Vous avez peut-être remarqué que la haine envers Israël prend des allures religieux. D’où vient cette aversion obsessionnelle?
En quoi l’antisionisme exterminateur fonctionne aussi et surtout comme un antisionisme rédempteur, dévoilant la dimension théologico-religieuse, voire gnostique par la vision manichéenne qu’elle présuppose, du jihadisme antijuif. Les gauches révolutionnaires, dites «radicales», qui croient toujours que la violence est «l’arme du pauvre», projettent sur les jihadistes palestiniens, adeptes de la prétendue «religion des faibles, leurs utopies et leurs attentes messianiques du grand changement purificateur. Et, corrélativement, elles criminalisent et diabolisent les «sionistes», jusqu’à les nazifier en les transformant en exécutants d’un «génocide». Cette opération, disons la nazification des «sionistes», avait été identifiée et analysée dès la fin des années 1960, à la suite de la guerre des Six-Jours, par deux grands auteurs, le philosophe Vladimir Jankélévitch et l’historien Léon Poliakov.

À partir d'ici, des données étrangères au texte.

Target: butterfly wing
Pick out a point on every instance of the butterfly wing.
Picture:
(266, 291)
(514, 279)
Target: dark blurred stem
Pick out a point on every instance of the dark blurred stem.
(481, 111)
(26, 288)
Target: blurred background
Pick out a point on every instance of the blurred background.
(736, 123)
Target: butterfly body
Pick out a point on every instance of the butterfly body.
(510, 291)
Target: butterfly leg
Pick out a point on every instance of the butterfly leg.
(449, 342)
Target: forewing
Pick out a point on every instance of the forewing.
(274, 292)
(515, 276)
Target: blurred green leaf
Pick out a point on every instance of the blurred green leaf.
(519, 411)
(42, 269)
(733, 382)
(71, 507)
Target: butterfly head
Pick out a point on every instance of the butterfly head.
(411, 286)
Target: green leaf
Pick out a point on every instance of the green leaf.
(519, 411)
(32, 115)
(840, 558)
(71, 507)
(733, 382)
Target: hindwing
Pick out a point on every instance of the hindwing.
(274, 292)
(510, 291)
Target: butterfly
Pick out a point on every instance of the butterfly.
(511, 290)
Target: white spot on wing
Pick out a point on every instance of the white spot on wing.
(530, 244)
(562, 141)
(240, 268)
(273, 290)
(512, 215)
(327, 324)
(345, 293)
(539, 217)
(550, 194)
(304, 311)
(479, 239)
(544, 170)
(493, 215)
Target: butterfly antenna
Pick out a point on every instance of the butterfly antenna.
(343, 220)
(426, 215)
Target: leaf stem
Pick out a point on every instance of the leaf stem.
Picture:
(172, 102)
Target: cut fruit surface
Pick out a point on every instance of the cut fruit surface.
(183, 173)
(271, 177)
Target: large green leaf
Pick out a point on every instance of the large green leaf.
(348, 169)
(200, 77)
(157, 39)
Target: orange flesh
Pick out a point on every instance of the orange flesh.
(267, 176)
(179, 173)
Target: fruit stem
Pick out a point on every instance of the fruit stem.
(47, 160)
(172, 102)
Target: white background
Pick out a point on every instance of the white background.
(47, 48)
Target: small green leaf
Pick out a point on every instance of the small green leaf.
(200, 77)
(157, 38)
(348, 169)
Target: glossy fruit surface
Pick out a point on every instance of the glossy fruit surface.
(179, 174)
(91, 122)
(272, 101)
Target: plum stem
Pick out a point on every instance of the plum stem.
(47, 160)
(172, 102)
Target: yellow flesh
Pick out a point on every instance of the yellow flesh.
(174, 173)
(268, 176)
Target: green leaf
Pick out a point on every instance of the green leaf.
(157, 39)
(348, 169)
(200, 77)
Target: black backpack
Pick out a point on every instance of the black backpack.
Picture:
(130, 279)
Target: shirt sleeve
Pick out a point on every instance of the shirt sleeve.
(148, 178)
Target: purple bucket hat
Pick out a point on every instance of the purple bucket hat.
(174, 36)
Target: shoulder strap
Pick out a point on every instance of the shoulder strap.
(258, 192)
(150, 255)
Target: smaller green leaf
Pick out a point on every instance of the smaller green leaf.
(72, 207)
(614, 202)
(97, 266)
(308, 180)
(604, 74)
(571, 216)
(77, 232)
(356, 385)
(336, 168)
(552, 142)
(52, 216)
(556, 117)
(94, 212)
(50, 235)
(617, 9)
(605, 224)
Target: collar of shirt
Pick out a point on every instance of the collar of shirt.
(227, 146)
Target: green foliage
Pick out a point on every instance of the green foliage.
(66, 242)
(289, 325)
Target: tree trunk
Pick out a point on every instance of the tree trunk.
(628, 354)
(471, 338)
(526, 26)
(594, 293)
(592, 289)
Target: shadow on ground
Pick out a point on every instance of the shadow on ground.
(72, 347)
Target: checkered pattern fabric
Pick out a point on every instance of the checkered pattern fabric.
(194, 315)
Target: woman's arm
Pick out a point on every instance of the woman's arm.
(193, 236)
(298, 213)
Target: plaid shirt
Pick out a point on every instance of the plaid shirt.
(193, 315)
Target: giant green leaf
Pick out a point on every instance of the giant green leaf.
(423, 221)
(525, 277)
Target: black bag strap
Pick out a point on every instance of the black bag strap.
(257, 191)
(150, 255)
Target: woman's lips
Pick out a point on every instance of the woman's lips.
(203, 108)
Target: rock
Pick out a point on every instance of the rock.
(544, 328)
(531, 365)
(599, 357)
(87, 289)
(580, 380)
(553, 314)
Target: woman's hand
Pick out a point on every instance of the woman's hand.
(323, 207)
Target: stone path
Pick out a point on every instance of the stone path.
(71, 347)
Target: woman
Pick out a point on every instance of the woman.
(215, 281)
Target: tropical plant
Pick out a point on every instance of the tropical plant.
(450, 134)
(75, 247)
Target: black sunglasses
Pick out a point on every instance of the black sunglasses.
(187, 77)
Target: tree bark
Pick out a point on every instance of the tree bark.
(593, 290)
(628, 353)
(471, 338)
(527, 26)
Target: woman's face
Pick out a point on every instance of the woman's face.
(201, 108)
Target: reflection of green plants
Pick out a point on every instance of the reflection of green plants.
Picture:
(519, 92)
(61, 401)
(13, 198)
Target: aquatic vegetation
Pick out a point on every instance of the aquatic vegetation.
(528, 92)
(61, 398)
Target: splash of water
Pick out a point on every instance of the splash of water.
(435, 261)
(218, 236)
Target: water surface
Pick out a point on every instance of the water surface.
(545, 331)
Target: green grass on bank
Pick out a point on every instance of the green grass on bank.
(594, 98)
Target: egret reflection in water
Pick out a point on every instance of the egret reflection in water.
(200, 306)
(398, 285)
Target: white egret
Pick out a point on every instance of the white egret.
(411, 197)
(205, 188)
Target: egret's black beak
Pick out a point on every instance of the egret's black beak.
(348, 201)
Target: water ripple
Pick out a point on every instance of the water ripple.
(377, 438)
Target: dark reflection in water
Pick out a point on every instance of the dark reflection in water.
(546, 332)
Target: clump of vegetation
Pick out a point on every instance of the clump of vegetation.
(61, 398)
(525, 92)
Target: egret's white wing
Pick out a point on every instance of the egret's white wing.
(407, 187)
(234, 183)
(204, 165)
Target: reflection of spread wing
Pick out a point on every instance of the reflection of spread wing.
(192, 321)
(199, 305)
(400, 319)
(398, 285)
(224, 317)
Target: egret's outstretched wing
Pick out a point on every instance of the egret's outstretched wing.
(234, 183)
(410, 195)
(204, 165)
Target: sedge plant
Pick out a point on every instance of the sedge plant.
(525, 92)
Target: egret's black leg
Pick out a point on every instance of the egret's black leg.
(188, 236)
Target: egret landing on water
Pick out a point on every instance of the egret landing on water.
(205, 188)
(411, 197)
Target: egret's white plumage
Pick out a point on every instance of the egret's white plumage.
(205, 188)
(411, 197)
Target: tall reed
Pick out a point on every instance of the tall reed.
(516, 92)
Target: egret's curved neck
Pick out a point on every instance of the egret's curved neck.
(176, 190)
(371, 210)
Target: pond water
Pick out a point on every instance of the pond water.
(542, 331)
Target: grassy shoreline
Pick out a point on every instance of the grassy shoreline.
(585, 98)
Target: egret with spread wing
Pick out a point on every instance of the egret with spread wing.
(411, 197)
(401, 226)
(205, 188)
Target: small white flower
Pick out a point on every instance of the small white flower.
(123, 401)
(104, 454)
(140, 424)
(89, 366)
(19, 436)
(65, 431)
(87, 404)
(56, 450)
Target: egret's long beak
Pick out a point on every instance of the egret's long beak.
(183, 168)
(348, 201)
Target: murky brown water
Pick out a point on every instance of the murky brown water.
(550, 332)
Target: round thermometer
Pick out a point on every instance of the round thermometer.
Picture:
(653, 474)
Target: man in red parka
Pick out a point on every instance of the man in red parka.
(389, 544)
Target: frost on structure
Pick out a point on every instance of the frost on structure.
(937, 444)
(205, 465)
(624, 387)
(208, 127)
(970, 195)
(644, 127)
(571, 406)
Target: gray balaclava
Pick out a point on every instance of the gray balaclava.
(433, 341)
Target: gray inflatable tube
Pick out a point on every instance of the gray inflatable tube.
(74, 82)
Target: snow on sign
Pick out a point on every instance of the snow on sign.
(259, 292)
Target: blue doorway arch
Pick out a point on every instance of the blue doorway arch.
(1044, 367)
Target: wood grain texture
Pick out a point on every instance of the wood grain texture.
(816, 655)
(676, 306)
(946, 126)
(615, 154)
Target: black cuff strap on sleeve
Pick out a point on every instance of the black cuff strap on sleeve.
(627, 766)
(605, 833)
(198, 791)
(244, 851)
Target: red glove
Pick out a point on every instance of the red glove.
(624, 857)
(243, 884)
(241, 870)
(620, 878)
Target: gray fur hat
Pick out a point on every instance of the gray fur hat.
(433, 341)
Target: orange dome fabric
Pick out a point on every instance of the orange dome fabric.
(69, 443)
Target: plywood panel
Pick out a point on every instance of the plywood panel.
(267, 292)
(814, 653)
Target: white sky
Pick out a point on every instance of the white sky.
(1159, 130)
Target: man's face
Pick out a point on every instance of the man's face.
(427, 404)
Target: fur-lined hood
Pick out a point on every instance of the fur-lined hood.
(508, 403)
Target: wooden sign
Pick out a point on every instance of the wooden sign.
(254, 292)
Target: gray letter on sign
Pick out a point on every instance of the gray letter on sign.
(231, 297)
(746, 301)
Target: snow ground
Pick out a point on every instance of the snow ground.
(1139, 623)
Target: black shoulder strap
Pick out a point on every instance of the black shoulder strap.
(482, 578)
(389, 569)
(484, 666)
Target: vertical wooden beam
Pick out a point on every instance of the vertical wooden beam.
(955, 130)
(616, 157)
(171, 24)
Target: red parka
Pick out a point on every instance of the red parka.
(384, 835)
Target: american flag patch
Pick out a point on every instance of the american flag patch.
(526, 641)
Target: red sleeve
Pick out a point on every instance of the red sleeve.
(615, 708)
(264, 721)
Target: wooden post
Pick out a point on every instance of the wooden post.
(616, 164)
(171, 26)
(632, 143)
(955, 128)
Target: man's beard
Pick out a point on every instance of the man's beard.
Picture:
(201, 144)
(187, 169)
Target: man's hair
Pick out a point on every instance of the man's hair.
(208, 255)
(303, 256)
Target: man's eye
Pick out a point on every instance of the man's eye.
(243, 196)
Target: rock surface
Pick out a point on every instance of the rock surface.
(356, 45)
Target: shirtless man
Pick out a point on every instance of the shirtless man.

Il n’y a pas que la politique alors…
Mais nous ne sommes pas ici simplement dans le champ politique. Car le projet de détruire Israël prend chez ses promoteurs une signification apocalyptique et rédemptrice. Disons qu’ils croient pouvoir sauver le genre humain – quelle que soit la manière dont ils le définissent – en éliminant le «cancer» censé le menacer de mort. Ils recourent souvent à la métaphore médicale et pathologisante du «cancer» pour justifier l’opération chirurgicale qui sauverait selon eux le genre humain. Ils veulent ainsi, sans le savoir, annuler ce qu’il faut bien appeler le «miracle» de la naissance d’Israël. Les ennemis d’Israël rêvent d’une seconde Shoah, commise cette fois au nom des «droits de l’homme» et d’un «antiracisme» perverti, devenu le refuge et l’alibi des nouveaux ennemis des Juifs. Depuis le début des années 1970, les propagandes anti-israéliennes – l’arabo-musulmane et la soviétique au premier chef – ont en effet convergé pour rendre idéologiquement acceptable l’équation «sionisme = racisme», dans le prolongement de l’équation «sionisme = colonialisme», lancée à l’époque de la décolonisation. Avec l’arrivée au pouvoir en Iran de l’ayatollah Ruhollah Khomeini – connu pour sa haine «théologique» des Juifs –, la diabolisation du sionisme et d’Israël, élargie à celle des Juifs désignés comme ennemis de l’islam, a occupé une place centrale dans la propagande islamiste, qui mettait en avant la question palestinienne et appelait au jihad contre les Juifs. «Incarnation du mal», les Juifs sont décrits par Khomeini comme un «groupe fourbe et ingénieux» qui lutte pour une «domination juive» sur les musulmans et «voient la destruction de l’islam comme une étape essentielle dans l’atteinte de leurs objectifs». L’amalgame polémique entre «sionisme» et «impérialisme» est également une constante de la rhétorique «antisioniste» diffusée par la propagande soviétique, puis reprise par l’extrême gauche, une partie de la gauche et les pays arabes ainsi que l’Iran.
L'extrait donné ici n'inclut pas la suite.